Knowing where to look
The stars are too far away to show up as anything more than dots of light. So what is there to look at? Planets, of course, but to the untutored eye planets look just like stars, and which of those hundreds of dots in the sky are planets? Nebulas and galaxies are wonderful to look at, but again a kid needs to know where to look — and a better telescope than you’ll get for $69.95.
There is something better you can give kids for Christmas than a telescope. You can give them the night sky.
One memorable Christmas of my own childhood — I can’t remember exactly which one — my father was given a star book as a gift. The book, long out of print, was A Primer for Star-Gazers, by Henry Neely. As my father used the book to learn the stars and constellations, he included me in his activities. The book was Santa’s gift to him. The night sky was his gift to me.
Even a glance at my father’s book takes me back almost half a century to evenings on the badminton court in the back yard of our house in Tennessee, gazing upwards with my father to a drapery of brilliant stars flung across the gap between tall dark pines.
He told me stories of the constellation as he learned them. Of Orion and Scorpius. Of Cassiopeia, Andromeda, Cetus and Perseus. Of Callisto and Arcas, ensconced in the heavens as the Big and Little Bears. No child ever had a better storybook than the ever-changing page of night above our badminton court.
He taught me star names. Sirius. Arcturus. Polaris. Betelgeuse. And other, stranger names. Zubenelgenubi and Zubeneschamali, the claws of the Scorpion. Nunki in Sagittarius, perhaps the most ancient name in the sky, and Cor Caroli, “the heart of Charles,” one of the newest. The names were like incantations.
He taught me to recognize the patterns of constellations. The kite of Cygnus.
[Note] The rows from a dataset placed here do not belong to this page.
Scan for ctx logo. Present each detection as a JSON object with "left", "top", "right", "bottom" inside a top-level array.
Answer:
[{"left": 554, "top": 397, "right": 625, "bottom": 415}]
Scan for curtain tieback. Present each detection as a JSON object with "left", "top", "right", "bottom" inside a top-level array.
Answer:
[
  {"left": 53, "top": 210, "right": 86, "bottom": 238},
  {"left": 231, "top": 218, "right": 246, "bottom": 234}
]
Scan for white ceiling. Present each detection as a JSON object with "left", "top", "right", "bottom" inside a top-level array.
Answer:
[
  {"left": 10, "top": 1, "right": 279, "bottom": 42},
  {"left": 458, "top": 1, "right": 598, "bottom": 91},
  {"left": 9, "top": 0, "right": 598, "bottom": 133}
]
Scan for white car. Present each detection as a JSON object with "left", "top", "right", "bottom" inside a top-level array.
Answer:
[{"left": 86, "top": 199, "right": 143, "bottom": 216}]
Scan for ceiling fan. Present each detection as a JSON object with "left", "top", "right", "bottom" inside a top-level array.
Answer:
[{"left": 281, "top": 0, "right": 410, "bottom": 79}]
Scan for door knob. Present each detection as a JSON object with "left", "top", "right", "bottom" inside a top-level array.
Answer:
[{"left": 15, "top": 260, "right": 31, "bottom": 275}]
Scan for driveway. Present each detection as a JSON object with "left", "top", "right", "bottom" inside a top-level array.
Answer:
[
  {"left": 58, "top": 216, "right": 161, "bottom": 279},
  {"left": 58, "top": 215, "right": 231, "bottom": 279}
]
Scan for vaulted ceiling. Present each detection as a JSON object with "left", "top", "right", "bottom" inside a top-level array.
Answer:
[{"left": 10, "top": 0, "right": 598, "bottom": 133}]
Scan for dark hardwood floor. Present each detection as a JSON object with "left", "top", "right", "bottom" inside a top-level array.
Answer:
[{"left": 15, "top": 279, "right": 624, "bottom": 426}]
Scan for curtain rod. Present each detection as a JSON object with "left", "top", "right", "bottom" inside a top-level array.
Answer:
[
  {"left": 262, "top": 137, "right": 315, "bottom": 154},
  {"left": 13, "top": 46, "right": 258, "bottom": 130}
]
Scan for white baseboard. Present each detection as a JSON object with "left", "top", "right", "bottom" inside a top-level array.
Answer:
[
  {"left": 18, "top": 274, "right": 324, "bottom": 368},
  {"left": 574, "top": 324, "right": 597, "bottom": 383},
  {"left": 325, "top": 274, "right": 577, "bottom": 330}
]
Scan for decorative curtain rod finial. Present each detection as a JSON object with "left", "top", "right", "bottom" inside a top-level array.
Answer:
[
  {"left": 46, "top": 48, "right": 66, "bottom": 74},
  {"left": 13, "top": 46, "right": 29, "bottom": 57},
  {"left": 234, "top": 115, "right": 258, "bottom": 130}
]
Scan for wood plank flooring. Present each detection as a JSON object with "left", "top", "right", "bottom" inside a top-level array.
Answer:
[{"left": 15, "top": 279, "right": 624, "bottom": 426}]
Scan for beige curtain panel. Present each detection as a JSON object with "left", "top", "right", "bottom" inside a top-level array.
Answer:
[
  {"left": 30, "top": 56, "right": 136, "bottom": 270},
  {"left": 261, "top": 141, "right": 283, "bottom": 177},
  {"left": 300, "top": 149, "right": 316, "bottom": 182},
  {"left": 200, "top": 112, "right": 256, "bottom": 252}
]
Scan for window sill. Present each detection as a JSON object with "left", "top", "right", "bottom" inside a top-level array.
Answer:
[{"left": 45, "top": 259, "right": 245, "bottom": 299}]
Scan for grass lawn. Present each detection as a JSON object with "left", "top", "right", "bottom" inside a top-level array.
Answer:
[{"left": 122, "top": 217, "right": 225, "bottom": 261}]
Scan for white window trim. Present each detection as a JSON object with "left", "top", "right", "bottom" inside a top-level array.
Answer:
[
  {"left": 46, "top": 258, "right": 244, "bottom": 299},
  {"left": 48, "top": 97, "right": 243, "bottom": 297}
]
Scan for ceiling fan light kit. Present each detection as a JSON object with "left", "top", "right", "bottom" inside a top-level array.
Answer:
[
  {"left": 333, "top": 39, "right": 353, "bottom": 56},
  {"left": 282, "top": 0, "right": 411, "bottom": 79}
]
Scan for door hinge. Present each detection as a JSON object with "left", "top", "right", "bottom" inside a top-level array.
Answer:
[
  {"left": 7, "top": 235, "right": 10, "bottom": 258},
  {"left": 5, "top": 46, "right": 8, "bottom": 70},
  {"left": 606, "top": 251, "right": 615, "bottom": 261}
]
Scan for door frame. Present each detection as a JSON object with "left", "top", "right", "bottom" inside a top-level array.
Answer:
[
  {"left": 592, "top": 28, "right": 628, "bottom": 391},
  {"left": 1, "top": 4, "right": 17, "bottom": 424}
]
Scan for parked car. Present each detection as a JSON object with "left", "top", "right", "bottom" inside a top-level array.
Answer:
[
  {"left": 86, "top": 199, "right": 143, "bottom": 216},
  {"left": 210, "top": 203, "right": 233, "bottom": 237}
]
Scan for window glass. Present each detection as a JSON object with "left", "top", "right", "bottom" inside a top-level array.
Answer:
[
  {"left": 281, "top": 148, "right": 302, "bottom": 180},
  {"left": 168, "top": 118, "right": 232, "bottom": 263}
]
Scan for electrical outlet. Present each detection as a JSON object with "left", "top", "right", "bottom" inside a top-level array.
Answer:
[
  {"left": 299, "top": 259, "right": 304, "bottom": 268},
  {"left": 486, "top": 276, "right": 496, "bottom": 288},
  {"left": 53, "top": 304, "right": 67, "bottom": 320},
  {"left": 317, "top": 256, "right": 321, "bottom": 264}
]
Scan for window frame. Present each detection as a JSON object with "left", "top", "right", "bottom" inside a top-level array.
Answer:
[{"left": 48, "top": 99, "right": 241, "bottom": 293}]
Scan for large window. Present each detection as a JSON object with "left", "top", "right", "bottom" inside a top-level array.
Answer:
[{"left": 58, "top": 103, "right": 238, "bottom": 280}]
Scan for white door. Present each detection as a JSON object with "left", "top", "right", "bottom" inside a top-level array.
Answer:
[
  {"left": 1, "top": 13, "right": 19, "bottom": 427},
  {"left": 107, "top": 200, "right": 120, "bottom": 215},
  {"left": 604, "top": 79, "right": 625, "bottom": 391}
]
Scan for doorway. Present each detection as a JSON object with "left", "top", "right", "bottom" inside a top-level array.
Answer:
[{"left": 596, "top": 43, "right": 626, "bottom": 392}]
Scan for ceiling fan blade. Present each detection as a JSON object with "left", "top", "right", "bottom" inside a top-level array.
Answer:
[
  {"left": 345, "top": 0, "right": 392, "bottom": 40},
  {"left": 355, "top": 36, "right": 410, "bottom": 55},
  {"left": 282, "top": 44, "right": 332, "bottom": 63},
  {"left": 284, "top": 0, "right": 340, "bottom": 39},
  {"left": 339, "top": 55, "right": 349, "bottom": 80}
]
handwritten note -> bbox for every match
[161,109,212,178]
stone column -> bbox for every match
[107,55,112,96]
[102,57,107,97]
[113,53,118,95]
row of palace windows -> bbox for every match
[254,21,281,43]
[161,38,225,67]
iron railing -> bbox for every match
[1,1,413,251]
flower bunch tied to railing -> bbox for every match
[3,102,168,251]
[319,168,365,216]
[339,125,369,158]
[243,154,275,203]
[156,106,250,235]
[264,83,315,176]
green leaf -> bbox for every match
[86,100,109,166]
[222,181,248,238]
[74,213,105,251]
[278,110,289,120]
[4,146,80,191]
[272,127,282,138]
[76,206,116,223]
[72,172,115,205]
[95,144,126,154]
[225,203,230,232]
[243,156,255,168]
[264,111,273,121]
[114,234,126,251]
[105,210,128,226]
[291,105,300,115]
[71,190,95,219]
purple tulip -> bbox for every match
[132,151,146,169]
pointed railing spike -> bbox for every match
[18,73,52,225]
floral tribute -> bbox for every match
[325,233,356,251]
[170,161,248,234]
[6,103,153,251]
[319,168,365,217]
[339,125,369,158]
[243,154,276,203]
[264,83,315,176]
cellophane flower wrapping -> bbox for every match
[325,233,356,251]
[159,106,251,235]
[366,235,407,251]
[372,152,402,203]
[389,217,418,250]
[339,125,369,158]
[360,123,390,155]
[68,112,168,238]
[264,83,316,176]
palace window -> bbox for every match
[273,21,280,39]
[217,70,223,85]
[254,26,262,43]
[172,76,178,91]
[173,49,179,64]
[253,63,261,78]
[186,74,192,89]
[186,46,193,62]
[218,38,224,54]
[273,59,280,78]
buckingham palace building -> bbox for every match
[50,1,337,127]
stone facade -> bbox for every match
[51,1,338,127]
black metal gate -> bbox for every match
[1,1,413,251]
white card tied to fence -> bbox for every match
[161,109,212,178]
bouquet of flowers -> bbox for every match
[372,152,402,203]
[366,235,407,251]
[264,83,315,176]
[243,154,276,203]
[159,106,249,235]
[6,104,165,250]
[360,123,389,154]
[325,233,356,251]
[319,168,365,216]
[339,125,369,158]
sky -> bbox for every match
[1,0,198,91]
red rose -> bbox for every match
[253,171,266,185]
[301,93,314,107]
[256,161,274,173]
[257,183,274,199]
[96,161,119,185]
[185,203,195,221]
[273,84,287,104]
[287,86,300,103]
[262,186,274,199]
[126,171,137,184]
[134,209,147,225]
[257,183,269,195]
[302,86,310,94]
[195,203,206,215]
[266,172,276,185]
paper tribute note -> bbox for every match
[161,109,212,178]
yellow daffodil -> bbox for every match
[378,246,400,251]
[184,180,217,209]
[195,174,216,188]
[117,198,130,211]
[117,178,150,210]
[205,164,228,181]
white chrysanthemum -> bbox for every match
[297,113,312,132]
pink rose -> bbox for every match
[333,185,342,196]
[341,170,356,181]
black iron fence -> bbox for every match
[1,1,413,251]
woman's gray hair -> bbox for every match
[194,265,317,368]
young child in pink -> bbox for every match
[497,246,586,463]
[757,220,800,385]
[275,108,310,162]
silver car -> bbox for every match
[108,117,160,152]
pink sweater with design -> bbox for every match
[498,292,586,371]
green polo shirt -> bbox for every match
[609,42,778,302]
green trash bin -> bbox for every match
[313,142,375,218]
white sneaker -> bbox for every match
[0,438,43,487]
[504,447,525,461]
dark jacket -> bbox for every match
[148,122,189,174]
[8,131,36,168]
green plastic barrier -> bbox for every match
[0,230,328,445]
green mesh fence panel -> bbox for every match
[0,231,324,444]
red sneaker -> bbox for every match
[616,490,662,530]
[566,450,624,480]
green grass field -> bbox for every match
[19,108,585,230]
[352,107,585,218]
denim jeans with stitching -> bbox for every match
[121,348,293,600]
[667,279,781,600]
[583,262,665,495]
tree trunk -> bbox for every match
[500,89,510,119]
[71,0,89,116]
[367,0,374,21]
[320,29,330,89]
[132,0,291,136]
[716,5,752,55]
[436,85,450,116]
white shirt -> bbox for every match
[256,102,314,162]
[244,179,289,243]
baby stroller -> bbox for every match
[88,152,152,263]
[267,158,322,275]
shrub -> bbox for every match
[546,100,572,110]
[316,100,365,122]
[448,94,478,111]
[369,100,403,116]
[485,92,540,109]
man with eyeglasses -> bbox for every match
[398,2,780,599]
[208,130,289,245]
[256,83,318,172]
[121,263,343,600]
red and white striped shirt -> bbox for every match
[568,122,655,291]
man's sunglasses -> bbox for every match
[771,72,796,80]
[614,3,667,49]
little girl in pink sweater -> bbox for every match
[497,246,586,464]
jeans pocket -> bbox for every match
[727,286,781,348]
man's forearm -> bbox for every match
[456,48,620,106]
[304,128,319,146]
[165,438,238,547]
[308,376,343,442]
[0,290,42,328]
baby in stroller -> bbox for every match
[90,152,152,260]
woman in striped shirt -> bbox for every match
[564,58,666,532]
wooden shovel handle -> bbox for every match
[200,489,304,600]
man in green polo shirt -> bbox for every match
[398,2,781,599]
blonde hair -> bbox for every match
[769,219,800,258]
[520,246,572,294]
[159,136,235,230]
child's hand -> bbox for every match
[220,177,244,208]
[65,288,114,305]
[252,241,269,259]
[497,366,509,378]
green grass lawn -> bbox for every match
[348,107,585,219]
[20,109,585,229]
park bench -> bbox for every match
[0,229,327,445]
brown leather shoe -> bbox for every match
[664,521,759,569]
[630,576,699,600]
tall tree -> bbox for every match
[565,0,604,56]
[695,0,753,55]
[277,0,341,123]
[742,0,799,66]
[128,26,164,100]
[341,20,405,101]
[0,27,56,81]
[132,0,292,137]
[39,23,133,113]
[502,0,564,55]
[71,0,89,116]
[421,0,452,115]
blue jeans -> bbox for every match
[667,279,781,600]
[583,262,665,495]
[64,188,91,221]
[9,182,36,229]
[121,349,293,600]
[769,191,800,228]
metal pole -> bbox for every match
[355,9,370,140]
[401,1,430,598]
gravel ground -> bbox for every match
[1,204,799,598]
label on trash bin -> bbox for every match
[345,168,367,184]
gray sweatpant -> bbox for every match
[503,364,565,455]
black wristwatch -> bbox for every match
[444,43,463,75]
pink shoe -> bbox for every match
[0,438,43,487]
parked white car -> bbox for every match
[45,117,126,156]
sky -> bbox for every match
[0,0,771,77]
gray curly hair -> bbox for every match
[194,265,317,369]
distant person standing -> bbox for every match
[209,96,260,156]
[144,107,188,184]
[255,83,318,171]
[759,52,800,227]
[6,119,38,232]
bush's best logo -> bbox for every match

The big and little dippers. The teapot in Sagittarius. His lessons were more than exercises in “connect the dots.” The sky was a textbook of history, science, mathematics, myth. And, of course, religion. For my father, the stars were infused with unfathomable mystery.
First, know the stars
It wasn’t until many years later that I obtained my first telescope. By then, I knew what to look for and where to find it, and various instruments have since given me many hundreds of hours of pleasure. But to this day I would rather stand in a snowy field or a summer meadow equipped with nothing but my eyes, and leave the telescopes to others.
There are many fine books that will help children learn their way around the sky. I would recommend the books by H. A. Rey, Find the Constellations and The Stars: A New Way to See Them; they are both fun and informative. Once a child knows the stars and constellations, then it will be time to invest in a quality telescope that will give a lifetime of pleasure.
In the meantime, even without a telescope, the night sky can inspire a child to knowledge and wonder — and teach a Christmas lesson too. In this troubled, cacophonous world, the silence and infinity of the night sky still whisper the message shepherds heard thousands of years ago as they watched their flocks and stars by night: Peace on earth, good will to men.